Romero, known as “the voice of the voiceless,” was named archbishop of San Salvador in 1977 with the blessing of El Salvador’s government, which signed off because Romero was seen as a friend of the elite and the armed forces, according to his biographer, Monsignor Jesus Delgado.
A month later, a death squad killed the Rev. Rutilio Grande, a fellow priest and Romero’s friend, greatly affecting the newly minted archbishop. Before long, Romero rededicated his archdiocese to serving social justice. He sought to mediate labour disputes, established a human rights office and opened the doors of the church to give refuge to campesinos fleeing persecution in the countryside.

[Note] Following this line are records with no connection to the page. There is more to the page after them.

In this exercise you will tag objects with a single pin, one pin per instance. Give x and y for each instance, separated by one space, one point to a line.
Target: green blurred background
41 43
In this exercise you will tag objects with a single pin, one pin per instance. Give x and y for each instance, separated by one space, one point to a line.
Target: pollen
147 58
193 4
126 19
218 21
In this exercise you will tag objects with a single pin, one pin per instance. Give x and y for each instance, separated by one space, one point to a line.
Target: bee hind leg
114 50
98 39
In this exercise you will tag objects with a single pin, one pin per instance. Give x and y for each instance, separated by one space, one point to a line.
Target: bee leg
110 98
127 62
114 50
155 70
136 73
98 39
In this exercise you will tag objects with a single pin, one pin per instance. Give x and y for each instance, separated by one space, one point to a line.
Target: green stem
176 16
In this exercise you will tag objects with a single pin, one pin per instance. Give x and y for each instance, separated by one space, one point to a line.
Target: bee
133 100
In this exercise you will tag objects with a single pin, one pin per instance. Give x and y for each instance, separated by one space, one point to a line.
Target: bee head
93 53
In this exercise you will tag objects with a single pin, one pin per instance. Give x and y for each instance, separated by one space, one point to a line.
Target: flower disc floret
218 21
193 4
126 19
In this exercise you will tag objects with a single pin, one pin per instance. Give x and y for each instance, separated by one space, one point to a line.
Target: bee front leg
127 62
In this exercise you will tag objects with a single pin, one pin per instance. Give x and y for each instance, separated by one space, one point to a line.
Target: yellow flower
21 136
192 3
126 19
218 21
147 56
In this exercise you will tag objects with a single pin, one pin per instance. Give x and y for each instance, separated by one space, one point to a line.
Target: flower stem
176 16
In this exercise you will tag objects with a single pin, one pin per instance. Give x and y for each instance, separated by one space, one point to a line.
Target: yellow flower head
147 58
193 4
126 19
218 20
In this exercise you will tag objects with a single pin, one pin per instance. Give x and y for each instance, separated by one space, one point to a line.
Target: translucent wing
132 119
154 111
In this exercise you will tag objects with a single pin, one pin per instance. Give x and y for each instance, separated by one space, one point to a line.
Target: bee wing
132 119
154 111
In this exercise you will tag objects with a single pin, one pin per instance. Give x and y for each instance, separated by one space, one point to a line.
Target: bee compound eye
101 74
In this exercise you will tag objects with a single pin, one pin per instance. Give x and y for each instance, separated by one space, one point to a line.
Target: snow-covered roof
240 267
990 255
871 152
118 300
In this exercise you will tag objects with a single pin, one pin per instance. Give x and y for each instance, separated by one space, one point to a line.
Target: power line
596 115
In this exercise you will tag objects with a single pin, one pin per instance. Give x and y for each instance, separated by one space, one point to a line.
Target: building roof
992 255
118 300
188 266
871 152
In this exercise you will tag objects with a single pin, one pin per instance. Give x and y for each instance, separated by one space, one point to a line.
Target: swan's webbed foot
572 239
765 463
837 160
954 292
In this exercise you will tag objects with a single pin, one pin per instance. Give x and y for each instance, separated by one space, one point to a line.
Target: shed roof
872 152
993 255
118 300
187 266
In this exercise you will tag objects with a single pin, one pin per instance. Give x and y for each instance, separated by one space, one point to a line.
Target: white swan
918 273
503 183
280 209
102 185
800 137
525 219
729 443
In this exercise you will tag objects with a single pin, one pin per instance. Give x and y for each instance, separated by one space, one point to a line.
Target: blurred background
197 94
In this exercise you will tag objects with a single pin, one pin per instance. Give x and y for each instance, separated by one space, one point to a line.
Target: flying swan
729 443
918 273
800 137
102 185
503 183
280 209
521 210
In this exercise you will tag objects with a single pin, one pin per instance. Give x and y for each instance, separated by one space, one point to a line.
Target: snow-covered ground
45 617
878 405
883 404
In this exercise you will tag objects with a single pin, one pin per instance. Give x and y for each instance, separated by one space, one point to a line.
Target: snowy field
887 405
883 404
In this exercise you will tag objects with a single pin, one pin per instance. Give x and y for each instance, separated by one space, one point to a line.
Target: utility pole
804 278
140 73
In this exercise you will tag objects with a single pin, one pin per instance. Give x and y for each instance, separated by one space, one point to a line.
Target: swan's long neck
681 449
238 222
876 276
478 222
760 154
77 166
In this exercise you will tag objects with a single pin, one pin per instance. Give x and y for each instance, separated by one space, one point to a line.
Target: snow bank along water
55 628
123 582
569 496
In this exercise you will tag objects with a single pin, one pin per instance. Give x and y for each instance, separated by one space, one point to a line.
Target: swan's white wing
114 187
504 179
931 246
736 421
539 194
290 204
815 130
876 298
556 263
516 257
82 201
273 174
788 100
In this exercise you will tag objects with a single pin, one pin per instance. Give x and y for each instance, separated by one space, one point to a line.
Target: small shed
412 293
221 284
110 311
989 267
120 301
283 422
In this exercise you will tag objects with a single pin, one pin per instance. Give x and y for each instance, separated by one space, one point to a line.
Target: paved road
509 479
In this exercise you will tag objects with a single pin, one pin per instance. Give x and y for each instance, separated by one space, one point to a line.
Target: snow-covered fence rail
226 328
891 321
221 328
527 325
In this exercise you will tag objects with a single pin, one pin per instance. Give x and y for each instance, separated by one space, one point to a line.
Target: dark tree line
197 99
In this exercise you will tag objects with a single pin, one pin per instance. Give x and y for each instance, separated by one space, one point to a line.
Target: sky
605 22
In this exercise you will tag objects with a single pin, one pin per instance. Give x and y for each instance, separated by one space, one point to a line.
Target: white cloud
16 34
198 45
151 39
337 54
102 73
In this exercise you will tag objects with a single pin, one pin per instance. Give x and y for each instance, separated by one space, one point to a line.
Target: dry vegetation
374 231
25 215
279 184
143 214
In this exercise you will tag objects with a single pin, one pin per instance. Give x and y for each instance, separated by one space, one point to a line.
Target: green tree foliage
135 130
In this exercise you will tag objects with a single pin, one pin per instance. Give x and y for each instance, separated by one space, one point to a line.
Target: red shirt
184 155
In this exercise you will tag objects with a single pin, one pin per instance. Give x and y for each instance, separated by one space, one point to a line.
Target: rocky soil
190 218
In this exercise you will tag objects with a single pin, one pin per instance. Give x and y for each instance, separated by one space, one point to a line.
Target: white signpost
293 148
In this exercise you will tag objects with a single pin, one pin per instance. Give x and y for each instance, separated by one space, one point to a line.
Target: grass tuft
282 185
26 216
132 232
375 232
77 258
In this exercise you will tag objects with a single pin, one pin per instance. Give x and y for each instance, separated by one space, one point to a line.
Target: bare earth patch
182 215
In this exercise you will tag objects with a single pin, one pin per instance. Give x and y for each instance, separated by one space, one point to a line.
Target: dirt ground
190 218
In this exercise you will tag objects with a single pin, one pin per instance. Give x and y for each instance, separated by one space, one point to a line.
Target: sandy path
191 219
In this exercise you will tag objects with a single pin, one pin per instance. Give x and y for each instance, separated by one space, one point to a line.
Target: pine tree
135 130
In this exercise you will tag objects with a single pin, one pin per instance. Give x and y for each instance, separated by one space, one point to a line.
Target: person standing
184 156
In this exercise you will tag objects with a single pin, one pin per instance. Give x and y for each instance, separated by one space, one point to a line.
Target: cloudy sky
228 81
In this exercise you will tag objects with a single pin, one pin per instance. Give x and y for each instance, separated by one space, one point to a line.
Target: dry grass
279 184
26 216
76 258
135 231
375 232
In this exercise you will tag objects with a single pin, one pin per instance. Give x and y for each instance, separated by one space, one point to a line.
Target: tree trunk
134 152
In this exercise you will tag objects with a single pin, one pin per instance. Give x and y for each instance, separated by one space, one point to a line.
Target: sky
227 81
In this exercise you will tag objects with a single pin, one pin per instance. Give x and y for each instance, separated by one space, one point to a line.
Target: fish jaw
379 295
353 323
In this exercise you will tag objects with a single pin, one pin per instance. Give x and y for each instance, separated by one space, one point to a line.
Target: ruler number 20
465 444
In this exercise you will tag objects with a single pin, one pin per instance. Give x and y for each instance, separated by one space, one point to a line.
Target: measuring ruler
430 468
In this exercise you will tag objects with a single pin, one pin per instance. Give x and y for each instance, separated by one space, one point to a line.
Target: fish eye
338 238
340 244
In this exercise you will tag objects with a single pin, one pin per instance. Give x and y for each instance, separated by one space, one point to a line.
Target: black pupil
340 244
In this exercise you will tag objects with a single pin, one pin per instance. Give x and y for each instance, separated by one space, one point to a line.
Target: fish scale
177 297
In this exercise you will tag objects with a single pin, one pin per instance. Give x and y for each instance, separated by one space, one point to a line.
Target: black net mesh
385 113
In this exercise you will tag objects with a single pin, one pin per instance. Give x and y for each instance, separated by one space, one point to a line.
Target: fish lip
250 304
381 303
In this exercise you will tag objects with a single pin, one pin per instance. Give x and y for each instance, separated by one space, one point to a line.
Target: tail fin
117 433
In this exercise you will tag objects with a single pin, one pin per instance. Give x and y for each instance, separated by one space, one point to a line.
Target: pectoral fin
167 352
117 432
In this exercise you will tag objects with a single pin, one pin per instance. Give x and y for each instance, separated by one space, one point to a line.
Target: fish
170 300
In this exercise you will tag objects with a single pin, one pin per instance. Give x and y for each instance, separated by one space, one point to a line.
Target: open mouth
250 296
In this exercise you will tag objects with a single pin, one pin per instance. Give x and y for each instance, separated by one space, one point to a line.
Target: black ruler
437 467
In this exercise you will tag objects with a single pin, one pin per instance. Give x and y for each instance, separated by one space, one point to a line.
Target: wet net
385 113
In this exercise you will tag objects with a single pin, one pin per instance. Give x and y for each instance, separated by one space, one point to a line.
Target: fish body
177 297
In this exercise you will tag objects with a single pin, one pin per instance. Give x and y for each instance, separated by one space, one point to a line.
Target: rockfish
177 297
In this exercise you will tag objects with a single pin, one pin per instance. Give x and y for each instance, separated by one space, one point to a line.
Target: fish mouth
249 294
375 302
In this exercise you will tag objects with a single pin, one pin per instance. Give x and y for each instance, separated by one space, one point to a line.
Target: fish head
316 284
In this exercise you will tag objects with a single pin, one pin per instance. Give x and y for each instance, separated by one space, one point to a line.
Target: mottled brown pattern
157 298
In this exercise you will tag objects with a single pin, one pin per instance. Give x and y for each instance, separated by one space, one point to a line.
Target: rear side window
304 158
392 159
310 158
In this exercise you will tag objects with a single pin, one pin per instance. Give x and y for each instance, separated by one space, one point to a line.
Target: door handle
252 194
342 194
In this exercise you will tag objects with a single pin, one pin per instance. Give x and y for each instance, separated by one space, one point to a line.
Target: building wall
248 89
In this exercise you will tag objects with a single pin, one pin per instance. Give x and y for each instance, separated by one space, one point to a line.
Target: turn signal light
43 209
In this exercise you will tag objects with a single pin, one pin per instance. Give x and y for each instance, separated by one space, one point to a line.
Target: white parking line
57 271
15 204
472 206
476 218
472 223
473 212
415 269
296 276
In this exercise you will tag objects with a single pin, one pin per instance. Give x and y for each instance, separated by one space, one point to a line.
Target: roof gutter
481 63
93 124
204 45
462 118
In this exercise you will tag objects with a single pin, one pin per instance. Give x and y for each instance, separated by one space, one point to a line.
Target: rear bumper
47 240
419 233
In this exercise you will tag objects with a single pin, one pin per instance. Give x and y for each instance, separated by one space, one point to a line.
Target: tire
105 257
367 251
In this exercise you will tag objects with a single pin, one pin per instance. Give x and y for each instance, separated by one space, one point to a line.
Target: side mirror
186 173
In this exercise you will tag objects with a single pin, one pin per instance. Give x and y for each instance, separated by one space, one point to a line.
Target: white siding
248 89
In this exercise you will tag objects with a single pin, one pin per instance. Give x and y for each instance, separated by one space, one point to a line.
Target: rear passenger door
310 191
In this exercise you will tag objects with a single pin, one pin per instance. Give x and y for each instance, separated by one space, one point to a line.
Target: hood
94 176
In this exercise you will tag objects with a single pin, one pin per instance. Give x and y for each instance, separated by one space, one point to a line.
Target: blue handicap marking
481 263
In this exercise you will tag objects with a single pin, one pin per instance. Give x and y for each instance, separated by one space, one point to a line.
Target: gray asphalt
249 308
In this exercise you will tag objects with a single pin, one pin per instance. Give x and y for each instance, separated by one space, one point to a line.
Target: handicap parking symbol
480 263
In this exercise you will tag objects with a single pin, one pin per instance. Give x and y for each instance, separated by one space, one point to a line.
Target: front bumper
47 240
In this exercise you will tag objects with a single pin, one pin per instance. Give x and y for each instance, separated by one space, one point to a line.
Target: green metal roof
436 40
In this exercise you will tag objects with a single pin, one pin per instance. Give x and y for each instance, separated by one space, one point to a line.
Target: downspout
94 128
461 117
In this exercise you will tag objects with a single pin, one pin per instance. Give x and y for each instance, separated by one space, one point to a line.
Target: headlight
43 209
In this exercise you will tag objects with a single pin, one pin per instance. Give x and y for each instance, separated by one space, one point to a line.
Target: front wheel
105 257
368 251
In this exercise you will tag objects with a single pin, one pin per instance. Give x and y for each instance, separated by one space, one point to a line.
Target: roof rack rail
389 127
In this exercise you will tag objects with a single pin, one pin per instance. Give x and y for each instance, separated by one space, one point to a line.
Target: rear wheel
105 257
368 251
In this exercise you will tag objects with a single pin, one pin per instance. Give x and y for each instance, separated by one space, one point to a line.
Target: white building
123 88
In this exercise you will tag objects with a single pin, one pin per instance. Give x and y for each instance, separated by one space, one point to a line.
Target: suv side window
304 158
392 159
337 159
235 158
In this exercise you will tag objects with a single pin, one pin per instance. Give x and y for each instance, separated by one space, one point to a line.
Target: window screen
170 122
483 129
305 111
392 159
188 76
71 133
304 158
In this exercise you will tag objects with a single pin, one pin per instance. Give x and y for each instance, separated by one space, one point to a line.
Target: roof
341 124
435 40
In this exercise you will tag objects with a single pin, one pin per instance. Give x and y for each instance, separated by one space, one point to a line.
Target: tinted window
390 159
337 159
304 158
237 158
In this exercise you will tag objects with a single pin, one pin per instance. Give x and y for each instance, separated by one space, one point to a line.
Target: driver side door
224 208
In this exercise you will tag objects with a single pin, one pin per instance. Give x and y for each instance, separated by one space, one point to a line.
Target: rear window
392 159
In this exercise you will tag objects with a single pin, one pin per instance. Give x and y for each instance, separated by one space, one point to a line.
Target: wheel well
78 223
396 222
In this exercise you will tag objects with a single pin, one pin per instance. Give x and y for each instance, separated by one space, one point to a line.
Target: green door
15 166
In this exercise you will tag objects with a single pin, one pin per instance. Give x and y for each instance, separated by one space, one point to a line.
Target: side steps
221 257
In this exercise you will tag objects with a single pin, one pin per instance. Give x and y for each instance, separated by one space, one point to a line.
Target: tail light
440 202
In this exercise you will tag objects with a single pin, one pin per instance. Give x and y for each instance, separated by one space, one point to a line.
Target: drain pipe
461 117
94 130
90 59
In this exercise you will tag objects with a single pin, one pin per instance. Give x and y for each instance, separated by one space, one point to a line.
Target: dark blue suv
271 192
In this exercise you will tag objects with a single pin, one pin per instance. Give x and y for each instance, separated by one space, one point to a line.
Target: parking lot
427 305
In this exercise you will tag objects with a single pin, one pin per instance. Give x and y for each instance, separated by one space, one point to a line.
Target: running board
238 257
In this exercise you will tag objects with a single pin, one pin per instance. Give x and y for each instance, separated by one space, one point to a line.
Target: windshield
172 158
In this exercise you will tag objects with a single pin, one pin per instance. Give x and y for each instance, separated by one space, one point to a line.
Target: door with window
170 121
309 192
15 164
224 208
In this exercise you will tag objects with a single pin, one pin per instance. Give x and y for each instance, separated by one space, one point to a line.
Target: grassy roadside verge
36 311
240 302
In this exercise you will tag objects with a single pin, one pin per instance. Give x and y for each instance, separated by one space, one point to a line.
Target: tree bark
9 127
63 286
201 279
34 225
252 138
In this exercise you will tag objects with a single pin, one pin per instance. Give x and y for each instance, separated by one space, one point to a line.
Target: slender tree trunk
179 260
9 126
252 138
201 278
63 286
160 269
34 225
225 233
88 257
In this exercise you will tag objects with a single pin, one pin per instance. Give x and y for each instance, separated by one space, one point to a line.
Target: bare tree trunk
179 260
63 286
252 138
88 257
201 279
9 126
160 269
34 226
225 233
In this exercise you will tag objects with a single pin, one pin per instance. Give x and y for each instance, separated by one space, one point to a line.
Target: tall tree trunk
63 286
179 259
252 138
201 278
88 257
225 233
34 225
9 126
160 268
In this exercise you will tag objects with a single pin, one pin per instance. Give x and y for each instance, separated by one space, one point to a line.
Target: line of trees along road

On March 23, 1980, Romero boldly admonished the military government to end abuses of civilians: “In the name of God and this suffering population, whose cries reach to the heavens more tumultuous each day, I beg you, I beseech you, I order you, in the name of God, cease the repression.”
A day later, he was gunned down as he celebrated mass in a cancer hospital chapel in San Salvador.
The assassination came in the opening days of the Salvadoran civil war, one of the last major conflicts of the Cold War pitting leftist guerrillas against a U.S.-backed military junta and subsequent governments. The conflict lasted until peace accords in 1992 and resulted in at least 75,000 deaths and 12,000 disappearances, according to the UN.
Twenty-three years after the war’s end, the FMLN political party that arose from the former rebel movement has its second president in power in Salvador Sanchez Ceren, and many see Romero as a figure that can help rally a nation struggling not only with its past, but also rampant gang violence and skyhigh homicide rates today.